Fred Dickson of D.A. Davidson
SOUNDBITE: FRED DICKSON, CHIEF INVESTMENT STRATEGIST, D.A. DAVIDSON (ENGLISH) SAYING:
"I think that there is some communication, misguided communication links within Fed membership. I hope the market at this point kind of sits back and doesn't get jumpy on individual quotes and kind of interprets what the Fed is saying, as you know, the data wasn't quite as good as what we thought it would be.

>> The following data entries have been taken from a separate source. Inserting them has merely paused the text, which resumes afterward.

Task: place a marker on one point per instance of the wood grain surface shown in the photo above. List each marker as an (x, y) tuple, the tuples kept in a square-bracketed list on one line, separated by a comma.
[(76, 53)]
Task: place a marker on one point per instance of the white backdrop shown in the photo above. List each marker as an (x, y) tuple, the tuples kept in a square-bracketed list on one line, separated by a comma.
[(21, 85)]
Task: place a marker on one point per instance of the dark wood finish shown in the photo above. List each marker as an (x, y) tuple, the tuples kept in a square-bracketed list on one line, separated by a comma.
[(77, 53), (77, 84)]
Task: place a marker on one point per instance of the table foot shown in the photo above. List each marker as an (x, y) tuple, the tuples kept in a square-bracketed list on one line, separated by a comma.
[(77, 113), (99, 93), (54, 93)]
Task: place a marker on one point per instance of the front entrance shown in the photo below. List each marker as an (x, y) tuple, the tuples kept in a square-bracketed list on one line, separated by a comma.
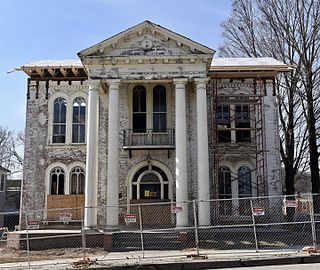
[(150, 185)]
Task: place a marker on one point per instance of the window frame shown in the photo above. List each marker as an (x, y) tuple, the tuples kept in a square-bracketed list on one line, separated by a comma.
[(149, 105), (69, 121)]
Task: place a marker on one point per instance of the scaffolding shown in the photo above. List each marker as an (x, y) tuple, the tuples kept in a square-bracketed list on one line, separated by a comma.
[(233, 138)]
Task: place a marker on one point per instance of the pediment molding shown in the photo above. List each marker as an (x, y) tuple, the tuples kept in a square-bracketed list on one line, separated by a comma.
[(146, 39)]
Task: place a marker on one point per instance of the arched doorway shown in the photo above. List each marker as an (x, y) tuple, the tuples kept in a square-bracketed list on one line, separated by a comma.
[(149, 184)]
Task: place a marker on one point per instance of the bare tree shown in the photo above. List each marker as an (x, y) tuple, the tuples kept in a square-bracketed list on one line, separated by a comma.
[(287, 30), (11, 146)]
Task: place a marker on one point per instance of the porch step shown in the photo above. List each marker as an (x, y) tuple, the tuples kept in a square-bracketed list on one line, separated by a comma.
[(151, 241)]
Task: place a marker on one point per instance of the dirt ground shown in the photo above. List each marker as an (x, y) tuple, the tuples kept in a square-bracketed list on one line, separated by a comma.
[(12, 255)]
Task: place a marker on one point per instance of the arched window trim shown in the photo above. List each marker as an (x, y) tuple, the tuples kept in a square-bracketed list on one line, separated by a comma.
[(248, 177), (81, 124), (69, 100), (161, 112), (149, 105), (72, 171), (59, 122), (161, 181), (58, 184)]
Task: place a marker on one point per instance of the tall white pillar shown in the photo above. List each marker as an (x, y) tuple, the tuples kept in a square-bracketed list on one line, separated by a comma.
[(203, 156), (91, 183), (181, 151), (113, 155)]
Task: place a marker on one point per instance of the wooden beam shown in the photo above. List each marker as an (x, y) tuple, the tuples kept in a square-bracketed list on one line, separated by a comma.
[(74, 71), (27, 71), (51, 72), (63, 71), (40, 71)]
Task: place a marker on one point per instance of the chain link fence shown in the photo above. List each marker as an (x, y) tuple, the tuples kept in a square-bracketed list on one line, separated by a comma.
[(164, 229)]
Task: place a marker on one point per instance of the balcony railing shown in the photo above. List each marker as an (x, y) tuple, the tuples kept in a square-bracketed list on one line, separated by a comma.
[(148, 138)]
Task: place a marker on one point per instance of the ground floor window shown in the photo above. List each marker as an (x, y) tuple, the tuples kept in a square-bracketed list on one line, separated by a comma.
[(233, 185), (150, 182)]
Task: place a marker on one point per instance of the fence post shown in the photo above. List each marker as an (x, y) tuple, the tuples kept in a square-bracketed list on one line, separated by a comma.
[(141, 234), (196, 226), (254, 226), (313, 223), (27, 237), (83, 232)]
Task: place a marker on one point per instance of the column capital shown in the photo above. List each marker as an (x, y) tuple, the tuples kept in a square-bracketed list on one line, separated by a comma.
[(199, 82), (113, 82), (180, 81), (93, 84)]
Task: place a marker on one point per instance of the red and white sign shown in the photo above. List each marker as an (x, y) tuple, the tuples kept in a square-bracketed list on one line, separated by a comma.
[(64, 217), (176, 209), (33, 224), (130, 218), (290, 203), (258, 211)]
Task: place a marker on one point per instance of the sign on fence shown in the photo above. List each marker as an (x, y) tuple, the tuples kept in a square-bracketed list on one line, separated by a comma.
[(65, 217), (130, 218), (176, 209), (258, 211), (33, 224), (290, 203)]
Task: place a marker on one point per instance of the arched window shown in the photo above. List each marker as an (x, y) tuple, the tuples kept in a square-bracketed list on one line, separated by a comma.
[(59, 120), (77, 177), (245, 190), (225, 192), (244, 182), (223, 121), (243, 121), (139, 109), (79, 120), (57, 179), (150, 182), (159, 109)]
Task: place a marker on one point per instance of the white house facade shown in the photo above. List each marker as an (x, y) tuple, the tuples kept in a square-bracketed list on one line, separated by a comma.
[(147, 116)]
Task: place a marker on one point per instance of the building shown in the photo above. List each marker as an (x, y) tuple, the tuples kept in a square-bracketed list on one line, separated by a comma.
[(149, 115)]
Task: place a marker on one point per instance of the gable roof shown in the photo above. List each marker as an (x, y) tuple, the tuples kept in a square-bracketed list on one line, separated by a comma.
[(111, 41), (252, 63)]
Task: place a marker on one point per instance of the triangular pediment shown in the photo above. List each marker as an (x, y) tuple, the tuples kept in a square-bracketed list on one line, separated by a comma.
[(146, 39)]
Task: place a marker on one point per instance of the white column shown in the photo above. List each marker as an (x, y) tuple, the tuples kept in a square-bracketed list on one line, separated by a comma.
[(113, 155), (181, 151), (203, 155), (91, 183)]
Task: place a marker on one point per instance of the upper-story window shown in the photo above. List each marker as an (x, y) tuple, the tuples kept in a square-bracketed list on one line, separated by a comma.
[(243, 121), (79, 120), (2, 182), (139, 109), (159, 108), (234, 123), (223, 121), (244, 182), (57, 179), (77, 180), (59, 120)]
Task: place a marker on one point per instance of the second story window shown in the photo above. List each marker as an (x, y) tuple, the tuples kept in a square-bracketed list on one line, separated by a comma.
[(223, 121), (57, 178), (79, 120), (59, 121), (2, 182), (243, 121), (77, 180), (139, 109), (159, 109)]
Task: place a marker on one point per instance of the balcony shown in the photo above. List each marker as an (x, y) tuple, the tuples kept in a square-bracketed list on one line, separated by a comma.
[(148, 139)]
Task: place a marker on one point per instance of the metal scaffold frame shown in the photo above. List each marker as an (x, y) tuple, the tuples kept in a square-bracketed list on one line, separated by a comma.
[(256, 147)]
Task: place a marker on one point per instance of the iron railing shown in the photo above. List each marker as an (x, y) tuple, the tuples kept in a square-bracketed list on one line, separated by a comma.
[(149, 137)]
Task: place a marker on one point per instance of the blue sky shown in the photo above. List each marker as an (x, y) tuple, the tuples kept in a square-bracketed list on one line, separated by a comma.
[(39, 29)]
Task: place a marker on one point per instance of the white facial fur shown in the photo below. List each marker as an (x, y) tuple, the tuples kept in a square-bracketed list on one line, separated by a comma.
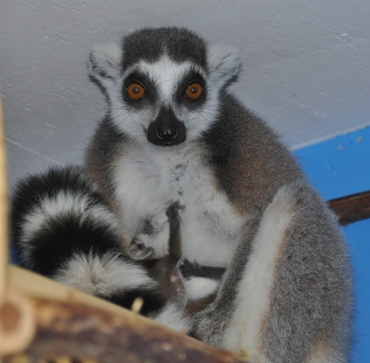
[(166, 76)]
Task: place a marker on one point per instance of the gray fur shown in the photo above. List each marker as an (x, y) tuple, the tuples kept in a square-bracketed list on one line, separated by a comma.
[(235, 178)]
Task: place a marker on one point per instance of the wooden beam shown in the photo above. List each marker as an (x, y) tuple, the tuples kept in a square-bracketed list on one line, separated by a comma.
[(84, 328), (352, 208)]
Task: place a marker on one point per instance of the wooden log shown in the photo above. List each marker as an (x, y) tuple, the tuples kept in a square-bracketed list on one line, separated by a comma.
[(352, 208), (84, 328)]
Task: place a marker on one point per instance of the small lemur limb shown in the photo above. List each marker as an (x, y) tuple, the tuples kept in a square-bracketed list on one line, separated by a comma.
[(163, 268), (142, 245)]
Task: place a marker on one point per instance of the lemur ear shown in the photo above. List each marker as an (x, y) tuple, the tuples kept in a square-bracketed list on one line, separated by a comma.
[(105, 63), (224, 63)]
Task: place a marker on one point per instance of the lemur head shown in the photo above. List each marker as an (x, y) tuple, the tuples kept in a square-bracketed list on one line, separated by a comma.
[(163, 84)]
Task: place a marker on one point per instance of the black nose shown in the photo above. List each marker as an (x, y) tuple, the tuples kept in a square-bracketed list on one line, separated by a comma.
[(166, 129), (167, 133)]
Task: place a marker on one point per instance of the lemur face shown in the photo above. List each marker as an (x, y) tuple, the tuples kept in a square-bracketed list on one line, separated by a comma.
[(163, 84)]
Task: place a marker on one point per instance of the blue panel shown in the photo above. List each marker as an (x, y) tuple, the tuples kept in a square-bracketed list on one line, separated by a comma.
[(339, 167)]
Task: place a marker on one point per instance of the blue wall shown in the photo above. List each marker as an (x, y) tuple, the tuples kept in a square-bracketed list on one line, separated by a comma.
[(339, 167)]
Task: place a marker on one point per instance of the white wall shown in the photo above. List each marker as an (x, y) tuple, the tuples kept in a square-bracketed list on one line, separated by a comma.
[(306, 65)]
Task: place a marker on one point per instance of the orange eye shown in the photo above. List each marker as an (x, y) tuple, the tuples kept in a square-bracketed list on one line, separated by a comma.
[(194, 91), (135, 91)]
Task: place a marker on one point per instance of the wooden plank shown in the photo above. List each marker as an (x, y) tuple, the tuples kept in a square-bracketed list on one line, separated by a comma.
[(82, 327), (352, 208)]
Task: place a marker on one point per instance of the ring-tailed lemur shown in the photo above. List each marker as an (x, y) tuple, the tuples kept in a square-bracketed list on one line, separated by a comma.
[(172, 132), (63, 229)]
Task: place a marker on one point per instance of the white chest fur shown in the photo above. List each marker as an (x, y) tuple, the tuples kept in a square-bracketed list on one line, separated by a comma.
[(149, 179)]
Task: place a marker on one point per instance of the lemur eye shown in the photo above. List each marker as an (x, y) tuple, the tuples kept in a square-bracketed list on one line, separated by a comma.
[(135, 91), (194, 91)]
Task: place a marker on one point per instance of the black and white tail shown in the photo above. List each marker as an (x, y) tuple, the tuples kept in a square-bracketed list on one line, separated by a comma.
[(63, 228)]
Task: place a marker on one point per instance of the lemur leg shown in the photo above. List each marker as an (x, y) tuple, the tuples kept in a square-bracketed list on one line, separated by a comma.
[(290, 298)]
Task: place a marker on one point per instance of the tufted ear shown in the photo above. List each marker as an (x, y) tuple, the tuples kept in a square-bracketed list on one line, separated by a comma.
[(105, 63), (224, 63)]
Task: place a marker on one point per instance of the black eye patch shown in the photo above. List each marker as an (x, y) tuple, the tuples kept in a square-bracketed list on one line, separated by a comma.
[(191, 78), (142, 79)]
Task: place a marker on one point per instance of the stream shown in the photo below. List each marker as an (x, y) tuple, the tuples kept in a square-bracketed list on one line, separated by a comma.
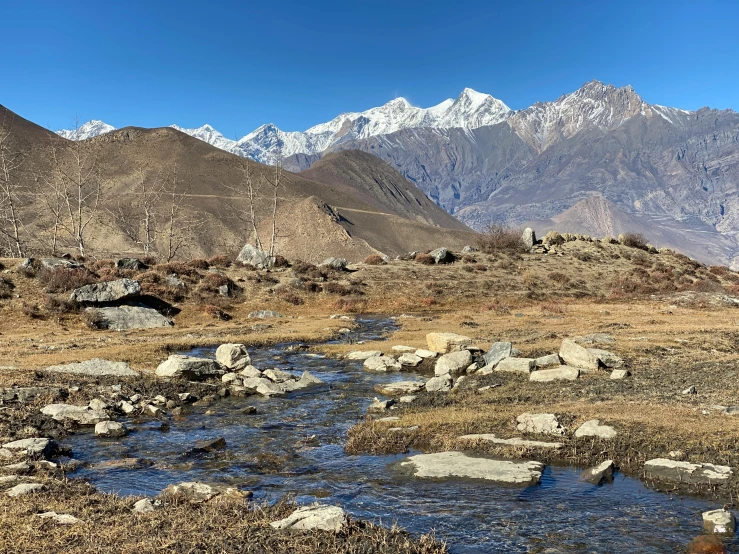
[(294, 445)]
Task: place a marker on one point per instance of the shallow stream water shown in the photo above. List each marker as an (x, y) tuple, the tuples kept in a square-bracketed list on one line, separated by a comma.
[(294, 445)]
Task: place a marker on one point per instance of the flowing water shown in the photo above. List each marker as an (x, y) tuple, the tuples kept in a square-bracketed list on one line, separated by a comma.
[(294, 445)]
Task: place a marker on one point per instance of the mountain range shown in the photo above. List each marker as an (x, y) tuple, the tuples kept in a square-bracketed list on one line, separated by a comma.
[(599, 152)]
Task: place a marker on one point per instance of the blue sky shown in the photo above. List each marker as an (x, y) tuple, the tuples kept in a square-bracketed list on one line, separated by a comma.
[(237, 65)]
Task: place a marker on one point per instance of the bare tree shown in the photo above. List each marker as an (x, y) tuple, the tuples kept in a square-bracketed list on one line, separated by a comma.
[(11, 190)]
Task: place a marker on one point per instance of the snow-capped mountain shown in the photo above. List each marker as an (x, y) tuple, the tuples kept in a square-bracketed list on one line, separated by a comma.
[(90, 129)]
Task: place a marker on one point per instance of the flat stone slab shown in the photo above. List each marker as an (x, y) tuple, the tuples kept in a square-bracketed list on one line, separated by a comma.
[(664, 469), (95, 367), (457, 464), (515, 441)]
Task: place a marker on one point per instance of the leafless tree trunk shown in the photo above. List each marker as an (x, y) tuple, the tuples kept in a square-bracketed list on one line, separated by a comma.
[(10, 191)]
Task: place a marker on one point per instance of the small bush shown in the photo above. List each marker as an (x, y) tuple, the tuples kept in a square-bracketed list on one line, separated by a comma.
[(424, 259), (374, 259), (498, 238)]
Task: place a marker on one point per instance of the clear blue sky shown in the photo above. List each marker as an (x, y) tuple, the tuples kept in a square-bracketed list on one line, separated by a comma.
[(237, 65)]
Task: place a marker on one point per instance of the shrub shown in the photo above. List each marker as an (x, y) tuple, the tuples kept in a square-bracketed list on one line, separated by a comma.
[(374, 259), (424, 259), (498, 238), (634, 240)]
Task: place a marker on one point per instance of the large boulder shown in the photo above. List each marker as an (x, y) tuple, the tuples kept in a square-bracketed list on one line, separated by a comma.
[(575, 355), (325, 518), (444, 343), (251, 255), (233, 356), (109, 291), (458, 464), (453, 363), (121, 318), (190, 368), (96, 368)]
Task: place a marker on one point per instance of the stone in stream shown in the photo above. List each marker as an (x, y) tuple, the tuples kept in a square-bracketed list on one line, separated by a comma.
[(325, 518), (61, 519), (593, 428), (443, 343), (42, 447), (362, 354), (442, 383), (515, 441), (96, 368), (458, 464), (453, 363), (24, 488), (602, 473), (382, 364), (233, 356), (545, 424), (515, 365), (399, 388), (719, 522), (663, 469), (81, 415), (109, 291), (562, 373), (498, 351), (190, 368), (110, 429)]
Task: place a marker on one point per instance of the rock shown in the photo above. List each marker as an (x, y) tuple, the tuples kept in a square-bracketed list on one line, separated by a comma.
[(516, 441), (109, 291), (24, 488), (399, 388), (233, 356), (362, 354), (339, 264), (548, 361), (719, 522), (190, 368), (528, 238), (144, 506), (380, 405), (110, 429), (251, 255), (382, 364), (607, 359), (442, 383), (95, 367), (41, 447), (325, 518), (61, 519), (663, 469), (121, 318), (453, 363), (498, 351), (562, 373), (458, 464), (602, 473), (545, 424), (192, 491), (81, 415), (620, 373), (444, 343), (410, 360), (264, 314), (593, 428), (575, 355)]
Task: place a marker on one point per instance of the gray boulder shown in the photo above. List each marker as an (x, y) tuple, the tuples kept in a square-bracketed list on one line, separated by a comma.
[(110, 291), (190, 368), (121, 318), (251, 255)]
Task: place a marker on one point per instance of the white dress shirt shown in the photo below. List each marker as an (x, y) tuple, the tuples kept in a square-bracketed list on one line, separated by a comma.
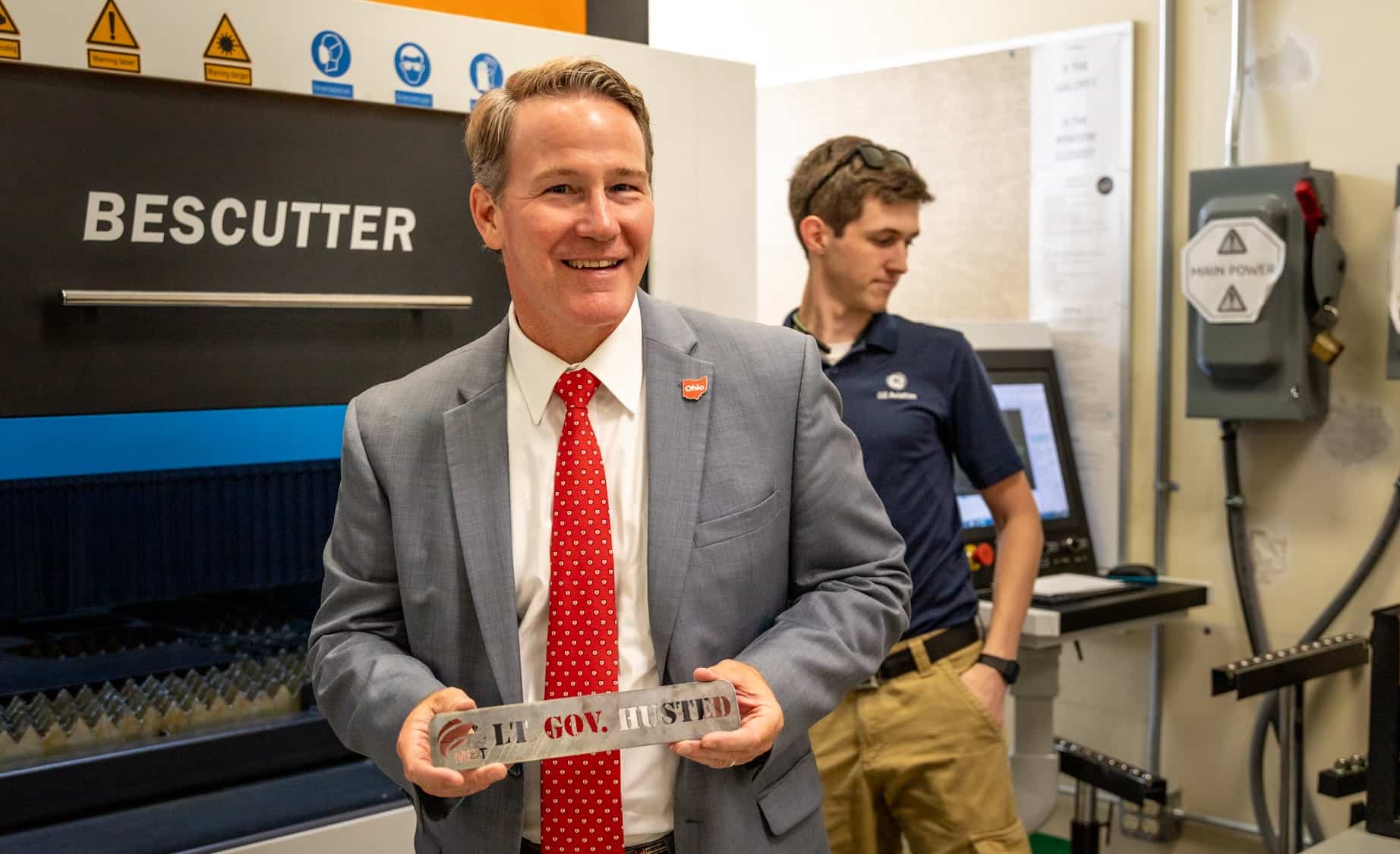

Let's pause, lets see the flow before we come to conclusions."
For the week, both the Dow and the Nasdaq posted gains.
And in Europe - down arrows for the day on the major country indexes - though they did end higher for the week.
Yet another black eye for BlackBerry - BlackBerry warning of a big second quarter loss - a 4,500 job cuts. That's more than a third of its workforce. Shareholders taking a beating - the stock down more than 20 percent at one point on Friday. Analyst Colin Gillis saying " The company has sailed off a cliff. Who wants to commit to a platform that could possibly be shut down."
Rival Apple stock closed down - despite excitement over the launch of their new iPhone 5S and 5C - as pictures of long lines like these circulated around the world. Analysts said first weekend sales would likely be better than sales of the previous generation.
And Darden restaurants left a bad taste for investors - shares were down sharply after the operator Olive Garden and Red Lobster reported dismal quarterly results. It blamed the bad economy - higher taxes and tough competition from rivals like Panera Bread and Chipotle Mexican Grill.